The Greater Vancouver has many buses and bus stops maintained by TransLink. Navigating the transit system can be difficult. Many questions can be asked given a transit system, some of which are:

   "Which buses stop at stop A?"
   "Which buses go from stop A to stop B?"
   "Which stops can be reached from stop A within 4 stops?"
   "How can one go from stop A to stop B?"

We aim to find out if Prolog would be a suitable tool for creating a system to answer such queries as these.

The data used as program's input will come from https://developer.translink.ca/ServicesGtfs/GtfsData in GTFS format.

What is the something extra?

In addition to answering queries to find bus routes and stops, our system will aim to answer queries that requires factoring in route transfers.

What did we learn from doing this?

Prolog is a viable option for the natural language processing component. For the simple, narrow queries involved in this program it works quite well. There is a limited set of types of answer to look for (trip, bus, route, stop, etc.) and data for most are provided concretely. Similarly, there are a limited number of specifics to query on (specific stops, buses, etc.) and that data is provided concretely. Although our system can't handle all of the possible queries, with more time and resources the simple parsing and interpretation it does could be extended to be much more thorough.

Prolog provides a fairly simple and straightforward framework for creating this TransitPlanner system. Simple queries such as which buses stop at a given stop, which stop is closest to a given latitude and longitude. Our system is also able to find bus rides from one station to another, within certain time constraints. More advanced queries should also be answerable with additional work on the system. The queries are answered on the order of seconds, but without another system to compare with we can't say whether this is fast, slow, or average.

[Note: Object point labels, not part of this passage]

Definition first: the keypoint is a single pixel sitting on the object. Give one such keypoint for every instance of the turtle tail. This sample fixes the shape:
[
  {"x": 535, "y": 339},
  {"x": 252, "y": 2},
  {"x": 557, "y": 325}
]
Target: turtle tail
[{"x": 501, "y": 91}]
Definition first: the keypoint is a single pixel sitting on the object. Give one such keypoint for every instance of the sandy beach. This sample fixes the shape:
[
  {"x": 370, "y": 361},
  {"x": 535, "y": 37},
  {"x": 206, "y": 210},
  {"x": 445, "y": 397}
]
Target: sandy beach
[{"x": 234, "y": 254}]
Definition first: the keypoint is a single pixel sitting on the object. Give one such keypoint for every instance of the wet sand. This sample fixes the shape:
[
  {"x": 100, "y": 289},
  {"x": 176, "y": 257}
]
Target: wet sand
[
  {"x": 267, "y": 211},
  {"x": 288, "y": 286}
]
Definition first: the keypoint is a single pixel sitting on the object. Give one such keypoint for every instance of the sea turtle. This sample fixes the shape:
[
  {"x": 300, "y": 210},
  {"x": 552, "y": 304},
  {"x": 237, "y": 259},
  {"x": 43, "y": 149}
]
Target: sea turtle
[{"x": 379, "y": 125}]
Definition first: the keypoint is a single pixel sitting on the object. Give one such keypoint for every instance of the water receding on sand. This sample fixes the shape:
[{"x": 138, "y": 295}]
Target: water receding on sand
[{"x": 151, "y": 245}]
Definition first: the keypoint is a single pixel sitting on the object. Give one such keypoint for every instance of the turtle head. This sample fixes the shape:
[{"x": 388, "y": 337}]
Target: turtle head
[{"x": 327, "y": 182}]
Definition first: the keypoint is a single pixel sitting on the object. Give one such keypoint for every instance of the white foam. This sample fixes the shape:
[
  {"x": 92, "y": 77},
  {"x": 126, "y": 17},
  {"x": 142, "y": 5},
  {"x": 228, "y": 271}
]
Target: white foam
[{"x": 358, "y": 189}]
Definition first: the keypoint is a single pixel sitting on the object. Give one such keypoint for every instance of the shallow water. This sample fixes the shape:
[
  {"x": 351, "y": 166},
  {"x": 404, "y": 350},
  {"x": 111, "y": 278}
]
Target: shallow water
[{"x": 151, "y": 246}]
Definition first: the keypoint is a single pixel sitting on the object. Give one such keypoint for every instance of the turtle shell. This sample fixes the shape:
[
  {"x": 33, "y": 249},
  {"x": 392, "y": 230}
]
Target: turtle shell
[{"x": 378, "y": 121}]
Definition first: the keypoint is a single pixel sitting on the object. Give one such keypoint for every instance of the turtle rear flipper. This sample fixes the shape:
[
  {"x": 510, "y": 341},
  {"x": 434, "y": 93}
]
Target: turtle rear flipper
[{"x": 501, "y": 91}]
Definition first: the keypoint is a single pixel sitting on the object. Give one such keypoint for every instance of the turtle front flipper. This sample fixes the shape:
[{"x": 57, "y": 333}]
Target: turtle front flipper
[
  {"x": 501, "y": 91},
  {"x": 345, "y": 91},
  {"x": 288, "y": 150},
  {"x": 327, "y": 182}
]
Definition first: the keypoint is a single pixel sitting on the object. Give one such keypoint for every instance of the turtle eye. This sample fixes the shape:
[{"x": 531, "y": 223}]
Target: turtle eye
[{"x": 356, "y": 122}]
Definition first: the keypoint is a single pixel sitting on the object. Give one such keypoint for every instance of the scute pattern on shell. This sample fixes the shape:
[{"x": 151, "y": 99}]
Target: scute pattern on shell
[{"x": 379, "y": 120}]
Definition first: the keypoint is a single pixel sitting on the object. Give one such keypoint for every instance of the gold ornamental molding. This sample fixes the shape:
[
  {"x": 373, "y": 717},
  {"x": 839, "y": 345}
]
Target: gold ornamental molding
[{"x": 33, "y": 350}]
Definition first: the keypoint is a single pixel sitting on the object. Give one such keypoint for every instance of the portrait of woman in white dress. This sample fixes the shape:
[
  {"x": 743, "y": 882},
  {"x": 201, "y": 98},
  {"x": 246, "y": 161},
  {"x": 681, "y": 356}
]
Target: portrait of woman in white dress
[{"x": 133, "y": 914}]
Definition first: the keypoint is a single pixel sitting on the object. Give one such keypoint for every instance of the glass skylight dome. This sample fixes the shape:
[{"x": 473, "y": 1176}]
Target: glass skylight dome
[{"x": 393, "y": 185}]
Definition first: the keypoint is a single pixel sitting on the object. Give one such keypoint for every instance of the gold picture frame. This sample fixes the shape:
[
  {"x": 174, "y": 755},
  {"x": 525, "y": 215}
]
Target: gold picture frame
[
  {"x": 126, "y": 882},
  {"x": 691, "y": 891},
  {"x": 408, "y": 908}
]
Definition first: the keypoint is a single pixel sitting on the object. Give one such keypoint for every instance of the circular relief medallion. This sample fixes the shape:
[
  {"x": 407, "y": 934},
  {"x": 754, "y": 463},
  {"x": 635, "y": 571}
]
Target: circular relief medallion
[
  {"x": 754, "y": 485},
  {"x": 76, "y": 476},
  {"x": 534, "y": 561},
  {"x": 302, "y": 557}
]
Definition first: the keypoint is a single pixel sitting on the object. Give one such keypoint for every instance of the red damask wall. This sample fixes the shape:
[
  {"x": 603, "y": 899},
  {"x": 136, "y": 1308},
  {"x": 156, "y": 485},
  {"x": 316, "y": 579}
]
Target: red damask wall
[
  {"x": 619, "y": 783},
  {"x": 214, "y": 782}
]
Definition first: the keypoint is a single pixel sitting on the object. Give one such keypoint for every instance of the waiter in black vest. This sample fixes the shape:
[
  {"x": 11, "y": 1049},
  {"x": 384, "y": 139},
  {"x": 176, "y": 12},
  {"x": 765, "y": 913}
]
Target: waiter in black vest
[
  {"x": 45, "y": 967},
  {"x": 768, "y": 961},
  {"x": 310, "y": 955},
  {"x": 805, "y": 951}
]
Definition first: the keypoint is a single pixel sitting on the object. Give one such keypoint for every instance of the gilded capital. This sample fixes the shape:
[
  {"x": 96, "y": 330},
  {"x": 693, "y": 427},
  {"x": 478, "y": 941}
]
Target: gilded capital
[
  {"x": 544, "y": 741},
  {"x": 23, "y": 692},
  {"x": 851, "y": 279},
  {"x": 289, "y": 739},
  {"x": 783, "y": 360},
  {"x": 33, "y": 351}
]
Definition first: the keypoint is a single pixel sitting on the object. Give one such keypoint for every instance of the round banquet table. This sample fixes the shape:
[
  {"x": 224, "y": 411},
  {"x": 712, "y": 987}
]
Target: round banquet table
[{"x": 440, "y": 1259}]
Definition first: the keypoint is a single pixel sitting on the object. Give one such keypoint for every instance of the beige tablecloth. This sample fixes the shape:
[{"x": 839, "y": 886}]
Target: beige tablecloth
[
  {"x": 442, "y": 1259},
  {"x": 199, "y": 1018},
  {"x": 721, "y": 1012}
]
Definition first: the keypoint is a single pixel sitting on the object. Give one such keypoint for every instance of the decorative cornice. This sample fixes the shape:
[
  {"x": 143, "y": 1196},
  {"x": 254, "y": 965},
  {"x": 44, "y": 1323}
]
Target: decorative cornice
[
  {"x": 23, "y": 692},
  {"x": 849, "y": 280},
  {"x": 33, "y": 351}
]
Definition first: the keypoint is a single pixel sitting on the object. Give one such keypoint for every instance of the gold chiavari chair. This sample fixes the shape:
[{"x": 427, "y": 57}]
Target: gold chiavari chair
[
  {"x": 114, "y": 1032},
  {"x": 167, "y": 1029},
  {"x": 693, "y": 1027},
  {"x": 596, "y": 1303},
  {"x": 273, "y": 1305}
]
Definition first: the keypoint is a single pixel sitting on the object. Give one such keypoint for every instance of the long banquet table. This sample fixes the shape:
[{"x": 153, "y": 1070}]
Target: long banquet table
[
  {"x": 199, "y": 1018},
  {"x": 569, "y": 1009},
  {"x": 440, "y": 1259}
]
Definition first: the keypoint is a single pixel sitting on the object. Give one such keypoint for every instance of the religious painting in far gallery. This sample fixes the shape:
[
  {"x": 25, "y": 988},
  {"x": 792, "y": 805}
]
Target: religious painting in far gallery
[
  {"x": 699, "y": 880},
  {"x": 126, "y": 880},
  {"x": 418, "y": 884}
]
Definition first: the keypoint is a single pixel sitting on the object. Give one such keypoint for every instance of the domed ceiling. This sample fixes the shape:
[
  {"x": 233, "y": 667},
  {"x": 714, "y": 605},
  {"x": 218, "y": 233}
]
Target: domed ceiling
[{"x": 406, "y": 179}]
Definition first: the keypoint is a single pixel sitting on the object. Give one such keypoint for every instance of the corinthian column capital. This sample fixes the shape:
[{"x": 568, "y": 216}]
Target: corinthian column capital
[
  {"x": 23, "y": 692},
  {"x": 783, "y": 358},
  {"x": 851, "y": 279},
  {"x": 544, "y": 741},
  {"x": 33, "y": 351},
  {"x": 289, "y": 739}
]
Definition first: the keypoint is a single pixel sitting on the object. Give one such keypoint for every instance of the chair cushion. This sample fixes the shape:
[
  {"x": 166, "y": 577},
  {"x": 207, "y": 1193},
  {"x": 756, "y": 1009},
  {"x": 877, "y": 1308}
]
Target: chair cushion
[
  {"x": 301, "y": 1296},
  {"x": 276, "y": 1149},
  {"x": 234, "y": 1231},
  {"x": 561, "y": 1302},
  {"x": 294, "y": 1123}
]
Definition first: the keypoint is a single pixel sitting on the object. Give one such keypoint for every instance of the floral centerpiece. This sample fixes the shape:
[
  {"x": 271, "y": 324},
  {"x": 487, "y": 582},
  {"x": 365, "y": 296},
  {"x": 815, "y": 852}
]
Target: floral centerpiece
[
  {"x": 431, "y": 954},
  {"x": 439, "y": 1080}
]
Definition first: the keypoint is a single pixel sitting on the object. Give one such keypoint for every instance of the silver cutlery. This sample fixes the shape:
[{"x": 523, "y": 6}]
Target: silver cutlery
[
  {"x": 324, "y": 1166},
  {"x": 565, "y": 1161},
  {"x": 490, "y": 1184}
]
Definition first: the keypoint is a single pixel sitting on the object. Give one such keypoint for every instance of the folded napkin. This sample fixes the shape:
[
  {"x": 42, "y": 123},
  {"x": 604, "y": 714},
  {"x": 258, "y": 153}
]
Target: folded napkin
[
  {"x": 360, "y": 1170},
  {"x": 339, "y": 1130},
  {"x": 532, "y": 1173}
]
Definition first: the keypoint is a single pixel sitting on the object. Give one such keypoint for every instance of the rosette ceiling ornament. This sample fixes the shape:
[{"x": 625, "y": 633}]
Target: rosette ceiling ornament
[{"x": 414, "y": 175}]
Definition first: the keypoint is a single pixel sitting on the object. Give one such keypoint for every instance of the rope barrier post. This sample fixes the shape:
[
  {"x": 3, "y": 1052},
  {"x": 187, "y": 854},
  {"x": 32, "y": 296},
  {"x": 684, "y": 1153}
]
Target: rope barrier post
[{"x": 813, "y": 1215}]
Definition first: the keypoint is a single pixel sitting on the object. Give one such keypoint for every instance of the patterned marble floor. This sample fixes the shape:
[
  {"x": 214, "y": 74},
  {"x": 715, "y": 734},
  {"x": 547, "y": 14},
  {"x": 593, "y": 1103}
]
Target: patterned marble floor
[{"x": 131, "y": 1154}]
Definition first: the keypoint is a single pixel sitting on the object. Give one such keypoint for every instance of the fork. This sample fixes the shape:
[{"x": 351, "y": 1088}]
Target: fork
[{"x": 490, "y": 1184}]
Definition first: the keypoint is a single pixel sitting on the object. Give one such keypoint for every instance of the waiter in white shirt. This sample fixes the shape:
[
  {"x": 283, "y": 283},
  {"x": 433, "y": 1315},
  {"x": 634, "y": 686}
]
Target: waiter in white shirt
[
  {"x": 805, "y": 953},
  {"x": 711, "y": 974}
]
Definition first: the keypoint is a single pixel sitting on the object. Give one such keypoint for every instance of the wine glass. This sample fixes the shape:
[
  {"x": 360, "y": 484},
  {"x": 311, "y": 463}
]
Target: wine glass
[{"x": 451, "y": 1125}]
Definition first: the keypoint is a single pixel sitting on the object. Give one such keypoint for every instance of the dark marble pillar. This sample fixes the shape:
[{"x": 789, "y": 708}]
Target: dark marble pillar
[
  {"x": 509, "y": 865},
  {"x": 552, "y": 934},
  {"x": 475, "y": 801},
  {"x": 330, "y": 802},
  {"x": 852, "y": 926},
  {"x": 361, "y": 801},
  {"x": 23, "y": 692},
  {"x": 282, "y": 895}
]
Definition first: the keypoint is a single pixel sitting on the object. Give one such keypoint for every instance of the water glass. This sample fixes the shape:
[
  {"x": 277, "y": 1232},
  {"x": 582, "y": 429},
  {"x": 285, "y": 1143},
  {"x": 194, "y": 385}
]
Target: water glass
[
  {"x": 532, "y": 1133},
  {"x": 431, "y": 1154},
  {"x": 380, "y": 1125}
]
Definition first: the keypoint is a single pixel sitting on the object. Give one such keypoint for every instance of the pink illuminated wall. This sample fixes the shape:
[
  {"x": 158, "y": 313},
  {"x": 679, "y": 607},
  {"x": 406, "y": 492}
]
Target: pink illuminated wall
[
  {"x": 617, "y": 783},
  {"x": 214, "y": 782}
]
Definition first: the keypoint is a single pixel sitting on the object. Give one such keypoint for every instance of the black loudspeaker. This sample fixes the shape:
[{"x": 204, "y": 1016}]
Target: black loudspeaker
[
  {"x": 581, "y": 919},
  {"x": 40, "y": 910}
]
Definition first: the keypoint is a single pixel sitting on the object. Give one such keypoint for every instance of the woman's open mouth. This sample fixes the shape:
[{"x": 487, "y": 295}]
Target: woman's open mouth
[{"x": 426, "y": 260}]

One problem we ran into a few times was the limitation of the stack size. The recursive nature of Prolog required the use of a considerable amount of stack space when looking through the data. Specifically, the large number of stop times was prohibitive at times. A more advanced system that answers queries involving multiple stop times (routes between multiple stops) would require exponentially more storage. Although a larger software system would likely have more hardware resources to draw from than we used for this project, there would be alternatives that don't require as much stack space per query. For this reason, a system that stores and accesses the data in a more efficient manner would be preferable over Prolog.

Prolog may be undesirable for use as a database. Having to load the whole knowledge base into memory imposes a slow start-up time as well as non-trivial memory usage. About 90 seconds are required to parse and load 90MB of data into memory, and the memory usage after loading was a staggering 460MB. This can be more problematic if knowledge base is too big for storage in memory.

That being said, Prolog offers powerful meta-programming capability. Our implementation took full advantage of being able of generate facts and add them to knowledge base at run time. Our program uses GTFS files as input. At the beginning of the program, GTFS files consisting of CSV(comma seperated value) are parsed. Each row of data is asserted as fact, and each column is asserted as rules for accessing data. The dynamic nature of knowledge base creation allows for certain flexibility in the input data format. For example, our implementation does not assume a certain column order in the program input. It was also experimented to parse input file into prolog source code, before launching. While doing so speeds up the start-up time significantly (50 seconds), memory usage remained unaffected.

Overall, our study has revealed that Prolog would be able to answer the kinds of queries we want, but is more costly in terms of storage and possibly time than other frameworks would be.